–Dan Kelly, Attorney

In the past on these pages, I have been hard on Apple Inc. for apparent missteps in securing trademark rights to some of its more well-known products (iPhone, iPad).  Last week, Apple landed a victory on the domain name front, winning a Uniform Domain Name Dispute Resolution Procedure (“UDRP”) decision for the appl.com domain name.  This was a no contest affair, and the panelist called it “a textbook example of typosquatting.”  Apple also owns another omitted-letter typo of its apple.com domain name, aple.com.  It does not appear to own the two other omitted-letter typos of its principal domain name:  appe.com or pple.com.

Admittedly, upon visual inspection of just the domain names themselves, neither appe.com nor pple.com, to my mind, really calls to mind apple.com.  Appe.com looks more like an added-letter typo of app.com (app.com seeming to be owned by the Asbury Park Press, though you have to look pretty hard to find it), and pple.com looks like a shortened form of people.com, predictably owned by People Magazine.

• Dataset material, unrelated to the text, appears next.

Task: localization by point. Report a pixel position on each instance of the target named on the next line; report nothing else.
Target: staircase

Well, pictures tell the story.  Here are screen shots of the appl.com, appe.com, and pple.com landing pages as they appear as of this writing:

All three are obviously trading on mis-directed traffic from apple.com, which goes to show you that domainers understand the dynamics of direct navigation and type-in traffic on the Internet.  They understand it better than most brand owners.

And here is a humorous aside that I stumbled upon in my research:  the World Intellectual Property Organization (“WIPO”), provider of UDRP arbitration services, can be found at wipo.org–and the owners of wipo.com know it.  Physician, heal thyself.